Beitragvon Blechroller » Mo 22 Nov, 2010 22:45

fleisspelz hat geschrieben:

Folgende Fragen:
Nützt mir das Aufziehen von Schneeketten auf nicht M+S gekennzeichnete Reifen in dem Fall was?


Ja, denn mit den Ketten hast du das maximal Mögliche gemacht und in meinen Augen die fehlenden Winterreifen ersetzt.

Ich glaube ich lese das Gesetz auf jeden Fall richtig, dass mir ein Sturz auf eisglatter Fahrbahn immer als Gesetzwidrigkeit ausgelegt werden wird.

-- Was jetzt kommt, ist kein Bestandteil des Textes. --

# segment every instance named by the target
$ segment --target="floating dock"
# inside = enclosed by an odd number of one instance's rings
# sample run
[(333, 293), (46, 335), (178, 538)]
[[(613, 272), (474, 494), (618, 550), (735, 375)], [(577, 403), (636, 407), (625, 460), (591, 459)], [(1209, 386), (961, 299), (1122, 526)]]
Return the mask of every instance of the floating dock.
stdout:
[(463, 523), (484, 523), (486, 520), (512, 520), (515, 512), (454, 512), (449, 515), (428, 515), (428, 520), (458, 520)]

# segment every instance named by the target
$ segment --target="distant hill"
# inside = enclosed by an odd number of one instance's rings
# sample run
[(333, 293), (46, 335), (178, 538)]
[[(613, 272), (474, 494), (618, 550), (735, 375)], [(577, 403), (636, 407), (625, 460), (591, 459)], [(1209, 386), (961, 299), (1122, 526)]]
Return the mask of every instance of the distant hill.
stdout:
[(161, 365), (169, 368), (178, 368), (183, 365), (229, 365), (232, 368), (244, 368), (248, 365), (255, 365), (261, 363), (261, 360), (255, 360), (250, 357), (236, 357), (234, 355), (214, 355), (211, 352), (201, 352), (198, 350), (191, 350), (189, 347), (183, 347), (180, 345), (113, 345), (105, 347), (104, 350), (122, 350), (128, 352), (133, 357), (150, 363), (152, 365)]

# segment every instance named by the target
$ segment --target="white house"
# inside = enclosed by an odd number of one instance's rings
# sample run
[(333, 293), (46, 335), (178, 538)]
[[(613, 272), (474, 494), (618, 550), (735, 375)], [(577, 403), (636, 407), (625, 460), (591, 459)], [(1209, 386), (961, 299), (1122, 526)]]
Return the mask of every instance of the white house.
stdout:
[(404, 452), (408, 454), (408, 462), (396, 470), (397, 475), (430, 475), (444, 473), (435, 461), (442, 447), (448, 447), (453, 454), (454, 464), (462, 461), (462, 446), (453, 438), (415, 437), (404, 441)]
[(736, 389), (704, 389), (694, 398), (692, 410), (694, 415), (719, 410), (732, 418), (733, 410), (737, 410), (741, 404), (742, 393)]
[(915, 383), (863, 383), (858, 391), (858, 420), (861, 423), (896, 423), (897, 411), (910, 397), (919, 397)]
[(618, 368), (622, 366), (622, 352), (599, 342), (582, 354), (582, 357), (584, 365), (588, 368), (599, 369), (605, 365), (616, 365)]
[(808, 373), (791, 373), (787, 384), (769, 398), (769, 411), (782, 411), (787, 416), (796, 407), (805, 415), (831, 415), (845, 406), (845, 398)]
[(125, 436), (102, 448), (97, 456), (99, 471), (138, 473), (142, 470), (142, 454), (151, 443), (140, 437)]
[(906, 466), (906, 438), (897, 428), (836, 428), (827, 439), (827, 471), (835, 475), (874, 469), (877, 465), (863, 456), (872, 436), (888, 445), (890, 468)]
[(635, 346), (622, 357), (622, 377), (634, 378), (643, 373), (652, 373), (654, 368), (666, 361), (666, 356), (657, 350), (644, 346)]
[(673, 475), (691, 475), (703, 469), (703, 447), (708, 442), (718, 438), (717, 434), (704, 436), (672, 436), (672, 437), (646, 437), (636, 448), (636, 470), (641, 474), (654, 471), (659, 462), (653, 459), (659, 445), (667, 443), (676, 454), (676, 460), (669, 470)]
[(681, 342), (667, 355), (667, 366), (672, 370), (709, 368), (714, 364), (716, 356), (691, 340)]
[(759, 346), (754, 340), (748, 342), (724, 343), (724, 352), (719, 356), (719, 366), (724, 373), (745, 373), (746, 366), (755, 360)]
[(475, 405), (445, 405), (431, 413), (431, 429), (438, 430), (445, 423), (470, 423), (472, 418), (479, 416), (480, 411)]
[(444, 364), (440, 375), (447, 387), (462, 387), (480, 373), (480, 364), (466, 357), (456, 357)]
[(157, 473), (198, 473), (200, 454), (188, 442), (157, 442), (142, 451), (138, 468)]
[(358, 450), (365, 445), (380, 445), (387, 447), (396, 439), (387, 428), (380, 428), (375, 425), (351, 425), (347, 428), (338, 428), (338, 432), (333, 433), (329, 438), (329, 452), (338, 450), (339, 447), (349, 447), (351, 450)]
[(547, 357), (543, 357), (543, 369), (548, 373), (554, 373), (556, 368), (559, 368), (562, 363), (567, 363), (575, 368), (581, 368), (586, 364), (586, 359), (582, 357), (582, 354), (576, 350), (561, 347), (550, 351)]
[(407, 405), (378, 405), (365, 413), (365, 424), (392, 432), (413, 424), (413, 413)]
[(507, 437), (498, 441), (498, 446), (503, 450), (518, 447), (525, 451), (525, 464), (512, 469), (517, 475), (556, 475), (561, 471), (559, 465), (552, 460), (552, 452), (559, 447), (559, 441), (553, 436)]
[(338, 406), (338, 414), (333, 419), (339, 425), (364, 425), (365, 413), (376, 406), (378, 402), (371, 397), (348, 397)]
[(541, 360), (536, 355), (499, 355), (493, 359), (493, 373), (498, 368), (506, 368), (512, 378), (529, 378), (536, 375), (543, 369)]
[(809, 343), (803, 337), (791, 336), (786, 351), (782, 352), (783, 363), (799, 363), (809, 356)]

Nein, nicht wenn du Winterreifen hattest. Die Frage, die bleibt, ist ob Zweiradeln bei Schnee und Eis im Falle des Falles mit Drittschädigung unabhängig von dem sicher gegeben Mitverschulden nicht auch an sich ordnungswidrig ist, auch wenn man M&S Reifen drauf hat. Auf diese Sache bin ich gespannt, denn der Gesetzgeber hat mit der "Winterreifenpflicht" nur normiert, dass bei Schnee und Eis Sonderbedingungen gegeben sind, die der Treiber eines KfZ auch ausrüstungsmäßig zu beachten hat. Und bei Schnee und Eis Kradieren wird in den Augen eines Richters nicht zwingend als ordnungsgemäß unter Sonderbedingungen angesehen werden. Da wird sicher noch was auf die wenigen 2Radler im Winter zukommen. Versicherungs-/schadensersatztechnisch bist im Winter m. E. eh immer der Arsch auf 2 Rädern.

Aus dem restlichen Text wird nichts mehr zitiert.